Precariedad de la salud. Tristeza. Miedo. Bronca. Deserción escolar. Madres
prostitutas. Vidas castigadas. Dolores que forman parte de la cotidianeidad de
nuestros chicos y chicas y que parecen muy difíciles de poder sanar.
Frente a un
escenario tan complejo, triste y desolador, podría ser muy fácil perder la
esperanza y sumergirse en el pesado mundo del pesimismo. Pareciera que nada
tiene solución, que nada se puede cambiar, que las cartas ya están echadas y no
hay vuelta atrás para revertir tanto dolor en vida de los chicos y de las
chicas. Dejarse vencer por la desesperanza es una opción fácilmente tentadora y
que muchas veces nos paraliza y no nos permite mirar más allá.
Sin embargo, en una
de las tantas celebraciones de las que les contaba, un signo que nos ayudaba a
rezar era prender el Cirio Pascual –signo de la vida de Jesús- en medio de un
teatro completamente a oscuras. Esa tenue luz encendida cambiaba el panorama.
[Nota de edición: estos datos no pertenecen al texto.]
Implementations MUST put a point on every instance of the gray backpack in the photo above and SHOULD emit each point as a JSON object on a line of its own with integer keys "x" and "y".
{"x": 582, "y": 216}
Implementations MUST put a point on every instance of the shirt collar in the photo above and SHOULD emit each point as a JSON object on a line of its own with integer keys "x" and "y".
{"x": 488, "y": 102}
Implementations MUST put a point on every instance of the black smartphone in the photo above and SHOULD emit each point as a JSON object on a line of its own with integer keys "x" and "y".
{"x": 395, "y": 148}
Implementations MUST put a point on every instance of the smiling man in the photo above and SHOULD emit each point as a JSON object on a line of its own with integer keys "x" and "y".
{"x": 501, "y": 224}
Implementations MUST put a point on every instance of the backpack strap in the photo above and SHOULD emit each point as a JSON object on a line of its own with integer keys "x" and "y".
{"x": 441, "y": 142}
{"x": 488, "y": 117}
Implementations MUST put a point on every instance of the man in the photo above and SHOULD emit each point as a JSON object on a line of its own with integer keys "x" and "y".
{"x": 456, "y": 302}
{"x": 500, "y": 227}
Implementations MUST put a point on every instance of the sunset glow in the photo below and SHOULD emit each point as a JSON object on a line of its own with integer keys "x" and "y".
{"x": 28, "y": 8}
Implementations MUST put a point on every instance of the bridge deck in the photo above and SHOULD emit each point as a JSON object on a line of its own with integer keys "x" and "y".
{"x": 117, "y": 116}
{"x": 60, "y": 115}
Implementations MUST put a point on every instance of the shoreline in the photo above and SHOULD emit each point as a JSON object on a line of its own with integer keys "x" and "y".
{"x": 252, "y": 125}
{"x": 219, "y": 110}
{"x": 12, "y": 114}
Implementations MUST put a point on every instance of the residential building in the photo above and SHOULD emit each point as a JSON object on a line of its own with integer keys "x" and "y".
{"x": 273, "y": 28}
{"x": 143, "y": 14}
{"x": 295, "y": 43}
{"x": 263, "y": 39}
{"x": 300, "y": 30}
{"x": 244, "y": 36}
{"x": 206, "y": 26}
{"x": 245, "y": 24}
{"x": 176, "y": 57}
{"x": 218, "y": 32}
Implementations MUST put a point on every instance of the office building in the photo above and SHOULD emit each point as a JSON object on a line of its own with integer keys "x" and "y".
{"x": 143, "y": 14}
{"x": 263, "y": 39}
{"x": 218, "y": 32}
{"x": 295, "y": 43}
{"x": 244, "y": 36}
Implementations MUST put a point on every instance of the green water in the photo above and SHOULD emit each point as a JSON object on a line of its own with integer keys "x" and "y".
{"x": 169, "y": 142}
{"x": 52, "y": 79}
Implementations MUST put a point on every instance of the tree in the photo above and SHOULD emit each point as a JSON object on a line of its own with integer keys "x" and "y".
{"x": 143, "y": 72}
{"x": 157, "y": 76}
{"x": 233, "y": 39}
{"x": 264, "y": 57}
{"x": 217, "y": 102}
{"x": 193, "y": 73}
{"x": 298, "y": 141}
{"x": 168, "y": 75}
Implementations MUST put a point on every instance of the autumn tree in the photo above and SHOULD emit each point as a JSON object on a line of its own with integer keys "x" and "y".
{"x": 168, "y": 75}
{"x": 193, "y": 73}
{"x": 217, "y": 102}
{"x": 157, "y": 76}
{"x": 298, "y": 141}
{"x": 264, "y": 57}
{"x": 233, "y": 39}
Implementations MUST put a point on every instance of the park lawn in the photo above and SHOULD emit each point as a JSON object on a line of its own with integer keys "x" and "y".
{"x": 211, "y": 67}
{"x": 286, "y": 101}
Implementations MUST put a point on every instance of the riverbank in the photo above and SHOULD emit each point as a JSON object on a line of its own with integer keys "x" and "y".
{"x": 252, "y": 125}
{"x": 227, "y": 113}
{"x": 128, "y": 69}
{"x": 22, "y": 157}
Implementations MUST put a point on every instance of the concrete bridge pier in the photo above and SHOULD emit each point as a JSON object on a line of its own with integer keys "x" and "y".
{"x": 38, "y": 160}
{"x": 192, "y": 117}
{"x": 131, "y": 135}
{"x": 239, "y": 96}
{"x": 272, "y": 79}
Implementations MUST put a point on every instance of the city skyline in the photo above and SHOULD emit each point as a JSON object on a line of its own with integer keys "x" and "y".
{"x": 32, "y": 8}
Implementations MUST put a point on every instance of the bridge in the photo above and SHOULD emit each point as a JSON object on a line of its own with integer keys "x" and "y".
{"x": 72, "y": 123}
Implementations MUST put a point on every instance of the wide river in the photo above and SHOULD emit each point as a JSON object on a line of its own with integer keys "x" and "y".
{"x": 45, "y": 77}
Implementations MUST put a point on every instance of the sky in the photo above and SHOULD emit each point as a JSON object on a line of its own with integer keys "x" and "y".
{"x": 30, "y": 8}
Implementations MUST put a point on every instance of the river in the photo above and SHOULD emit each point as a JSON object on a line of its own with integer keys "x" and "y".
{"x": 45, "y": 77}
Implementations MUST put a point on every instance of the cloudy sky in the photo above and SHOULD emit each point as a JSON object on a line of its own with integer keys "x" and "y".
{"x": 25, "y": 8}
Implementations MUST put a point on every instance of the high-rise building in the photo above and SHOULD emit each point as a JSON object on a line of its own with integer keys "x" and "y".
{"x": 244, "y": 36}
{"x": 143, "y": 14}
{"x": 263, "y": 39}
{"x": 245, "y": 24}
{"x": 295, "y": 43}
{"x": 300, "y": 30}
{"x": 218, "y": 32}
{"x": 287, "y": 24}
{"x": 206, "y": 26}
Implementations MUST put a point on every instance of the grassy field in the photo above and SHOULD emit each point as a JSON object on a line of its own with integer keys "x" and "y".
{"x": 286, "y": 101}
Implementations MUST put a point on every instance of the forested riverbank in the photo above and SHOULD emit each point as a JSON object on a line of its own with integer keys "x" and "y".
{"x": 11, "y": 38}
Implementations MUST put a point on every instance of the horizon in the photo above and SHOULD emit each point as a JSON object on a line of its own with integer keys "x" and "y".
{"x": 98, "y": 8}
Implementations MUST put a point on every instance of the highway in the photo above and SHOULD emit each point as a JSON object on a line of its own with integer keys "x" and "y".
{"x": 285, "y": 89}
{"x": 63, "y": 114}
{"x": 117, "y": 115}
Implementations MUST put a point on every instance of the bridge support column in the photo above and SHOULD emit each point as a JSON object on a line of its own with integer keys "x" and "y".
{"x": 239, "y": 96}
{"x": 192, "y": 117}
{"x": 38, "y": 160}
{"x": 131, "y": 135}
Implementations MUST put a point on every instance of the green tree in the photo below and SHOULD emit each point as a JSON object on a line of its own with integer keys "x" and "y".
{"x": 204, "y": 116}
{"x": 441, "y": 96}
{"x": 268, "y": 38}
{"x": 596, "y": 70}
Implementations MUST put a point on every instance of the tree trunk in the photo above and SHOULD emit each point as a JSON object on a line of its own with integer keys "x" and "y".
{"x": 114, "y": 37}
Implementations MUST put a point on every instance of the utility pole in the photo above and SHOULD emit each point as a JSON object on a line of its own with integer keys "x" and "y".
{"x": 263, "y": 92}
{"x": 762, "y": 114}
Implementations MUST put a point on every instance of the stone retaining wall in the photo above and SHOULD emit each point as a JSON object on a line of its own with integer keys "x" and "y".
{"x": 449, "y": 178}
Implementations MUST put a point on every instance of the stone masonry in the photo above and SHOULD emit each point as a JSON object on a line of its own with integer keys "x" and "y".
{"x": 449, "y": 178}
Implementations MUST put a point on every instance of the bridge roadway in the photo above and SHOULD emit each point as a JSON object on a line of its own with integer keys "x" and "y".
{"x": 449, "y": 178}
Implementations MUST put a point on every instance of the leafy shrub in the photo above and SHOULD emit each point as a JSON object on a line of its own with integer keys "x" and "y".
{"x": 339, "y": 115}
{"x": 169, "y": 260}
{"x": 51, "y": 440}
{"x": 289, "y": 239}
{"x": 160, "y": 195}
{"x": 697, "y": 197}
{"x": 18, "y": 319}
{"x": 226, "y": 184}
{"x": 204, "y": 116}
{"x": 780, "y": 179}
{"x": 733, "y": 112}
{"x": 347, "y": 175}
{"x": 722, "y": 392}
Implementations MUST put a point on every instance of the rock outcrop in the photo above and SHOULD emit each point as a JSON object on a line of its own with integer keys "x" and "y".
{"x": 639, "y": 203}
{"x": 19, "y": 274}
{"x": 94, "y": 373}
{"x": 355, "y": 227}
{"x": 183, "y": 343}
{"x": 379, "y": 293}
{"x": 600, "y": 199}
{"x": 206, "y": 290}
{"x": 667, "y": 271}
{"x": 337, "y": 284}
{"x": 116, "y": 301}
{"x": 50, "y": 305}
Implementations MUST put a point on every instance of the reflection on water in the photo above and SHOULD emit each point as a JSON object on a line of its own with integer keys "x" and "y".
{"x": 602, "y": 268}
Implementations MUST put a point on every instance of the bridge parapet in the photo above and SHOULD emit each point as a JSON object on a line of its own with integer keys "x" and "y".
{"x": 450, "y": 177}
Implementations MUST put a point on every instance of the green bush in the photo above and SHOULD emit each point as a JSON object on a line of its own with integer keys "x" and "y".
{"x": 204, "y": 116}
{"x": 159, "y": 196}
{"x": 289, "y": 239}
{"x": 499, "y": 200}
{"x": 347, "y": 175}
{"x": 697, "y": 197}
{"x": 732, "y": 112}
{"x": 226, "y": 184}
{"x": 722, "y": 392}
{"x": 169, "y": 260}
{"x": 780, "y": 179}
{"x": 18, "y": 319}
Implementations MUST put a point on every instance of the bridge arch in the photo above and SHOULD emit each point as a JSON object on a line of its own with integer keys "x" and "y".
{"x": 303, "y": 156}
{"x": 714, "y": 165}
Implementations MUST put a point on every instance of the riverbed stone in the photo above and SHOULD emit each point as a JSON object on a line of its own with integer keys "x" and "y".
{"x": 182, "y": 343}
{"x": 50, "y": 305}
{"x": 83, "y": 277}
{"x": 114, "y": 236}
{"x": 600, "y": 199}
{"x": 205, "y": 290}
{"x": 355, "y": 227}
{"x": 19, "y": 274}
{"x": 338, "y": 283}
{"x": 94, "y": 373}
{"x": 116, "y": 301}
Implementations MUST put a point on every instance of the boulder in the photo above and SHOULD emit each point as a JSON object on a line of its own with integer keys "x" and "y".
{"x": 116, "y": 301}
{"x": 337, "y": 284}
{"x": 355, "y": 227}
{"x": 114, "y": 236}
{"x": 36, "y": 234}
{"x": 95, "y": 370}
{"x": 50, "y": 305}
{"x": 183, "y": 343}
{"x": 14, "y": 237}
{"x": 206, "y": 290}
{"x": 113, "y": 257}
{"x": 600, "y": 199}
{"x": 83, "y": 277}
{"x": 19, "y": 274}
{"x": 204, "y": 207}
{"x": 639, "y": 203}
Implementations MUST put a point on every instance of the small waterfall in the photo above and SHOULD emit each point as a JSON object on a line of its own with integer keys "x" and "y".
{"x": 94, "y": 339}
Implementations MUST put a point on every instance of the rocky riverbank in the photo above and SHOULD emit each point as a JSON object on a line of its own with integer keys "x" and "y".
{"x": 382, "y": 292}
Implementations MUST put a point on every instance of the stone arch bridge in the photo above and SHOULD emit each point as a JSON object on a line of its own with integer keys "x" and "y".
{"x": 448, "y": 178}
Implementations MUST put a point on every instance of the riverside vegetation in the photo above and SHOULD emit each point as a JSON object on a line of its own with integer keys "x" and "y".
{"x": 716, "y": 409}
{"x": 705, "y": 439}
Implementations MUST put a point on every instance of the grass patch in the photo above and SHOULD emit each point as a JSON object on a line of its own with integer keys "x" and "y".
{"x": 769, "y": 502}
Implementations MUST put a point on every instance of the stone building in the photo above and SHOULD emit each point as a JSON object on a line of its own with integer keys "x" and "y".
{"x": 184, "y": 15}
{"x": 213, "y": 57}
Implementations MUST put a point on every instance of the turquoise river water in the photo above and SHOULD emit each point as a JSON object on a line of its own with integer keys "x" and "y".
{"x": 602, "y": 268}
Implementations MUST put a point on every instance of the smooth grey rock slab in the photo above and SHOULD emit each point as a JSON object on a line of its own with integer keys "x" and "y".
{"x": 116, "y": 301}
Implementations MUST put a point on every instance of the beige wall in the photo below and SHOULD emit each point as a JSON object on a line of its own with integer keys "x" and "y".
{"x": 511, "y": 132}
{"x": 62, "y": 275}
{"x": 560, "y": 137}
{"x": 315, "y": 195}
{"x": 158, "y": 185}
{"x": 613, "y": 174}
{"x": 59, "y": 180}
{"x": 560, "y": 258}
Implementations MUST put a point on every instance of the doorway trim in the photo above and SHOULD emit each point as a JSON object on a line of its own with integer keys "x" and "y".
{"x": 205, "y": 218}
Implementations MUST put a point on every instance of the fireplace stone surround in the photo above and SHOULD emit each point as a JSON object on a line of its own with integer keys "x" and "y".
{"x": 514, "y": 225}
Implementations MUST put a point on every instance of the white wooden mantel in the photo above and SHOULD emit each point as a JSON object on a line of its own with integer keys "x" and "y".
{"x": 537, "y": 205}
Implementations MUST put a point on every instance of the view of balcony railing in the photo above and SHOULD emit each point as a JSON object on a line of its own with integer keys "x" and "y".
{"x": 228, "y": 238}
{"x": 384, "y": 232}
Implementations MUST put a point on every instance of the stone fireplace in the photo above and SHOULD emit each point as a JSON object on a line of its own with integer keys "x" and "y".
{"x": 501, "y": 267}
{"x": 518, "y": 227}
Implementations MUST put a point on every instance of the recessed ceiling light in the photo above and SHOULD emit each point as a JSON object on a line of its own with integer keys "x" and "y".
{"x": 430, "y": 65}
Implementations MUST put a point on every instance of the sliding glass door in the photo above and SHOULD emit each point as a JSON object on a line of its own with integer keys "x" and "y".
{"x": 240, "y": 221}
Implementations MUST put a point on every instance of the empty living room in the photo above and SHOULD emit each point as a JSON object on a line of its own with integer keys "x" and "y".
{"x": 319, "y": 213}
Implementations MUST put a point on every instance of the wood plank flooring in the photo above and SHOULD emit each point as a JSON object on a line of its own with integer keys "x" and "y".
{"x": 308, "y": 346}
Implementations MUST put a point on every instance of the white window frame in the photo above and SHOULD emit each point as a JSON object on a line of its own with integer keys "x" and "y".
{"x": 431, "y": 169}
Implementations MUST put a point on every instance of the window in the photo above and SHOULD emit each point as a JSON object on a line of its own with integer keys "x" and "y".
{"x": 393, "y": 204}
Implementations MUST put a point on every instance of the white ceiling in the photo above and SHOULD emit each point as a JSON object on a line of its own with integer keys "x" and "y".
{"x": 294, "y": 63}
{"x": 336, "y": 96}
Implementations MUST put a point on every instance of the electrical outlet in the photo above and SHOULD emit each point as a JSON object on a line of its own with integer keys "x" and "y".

En medio de la pesada oscuridad, se avizoraba una tenue pero clara luz. En
medio de la desolación, una presencia que nos ayudaba a ver y que nos marcaba
el camino. De repente, se abría la posibilidad de poder escabullirse de la
oscuridad para poder mirar con un poco más de seguridad.
Creo que un poco
así es la presencia del Dios de Jesús. Misteriosa, pero firme. Sencilla, pero
segura. Suave, pero amorosa. Que nos
indica un camino pero respeta la libertad de elegirlo o no. Que nos permite
mirar las cosas de otra manera. Que no se convierte en un escenario
espectacular, sino que aparece así: humilde, silenciosa, serena, pero
constante, fiel y aguantadora.
Creo también que
esa es la invitación que nos hace la resurrección. Que seamos luz en medio de
la oscuridad. Que seamos serenidad en medio de la tragedia. Que seamos amor en
medio del odio. Que seamos liberación en medio de la esclavitud. Que seamos
compasivos en medio del dolor. Que seamos camino en medio de las
incertidumbres. Y, sobre todo, que seamos vida y vida en abundancia, en medio
de las múltiples situaciones de muerte que todos los días del año le arruinan
la vida a los pibes y las pibas más vulnerables de la sociedad. Creo que es
posible vivir de otra manera y, sobre todo, creo que es posible que otros y
otras, que pibes y pibas, invadidos por la esclavitud de la injusticias,
también puedan vivir de otra manera.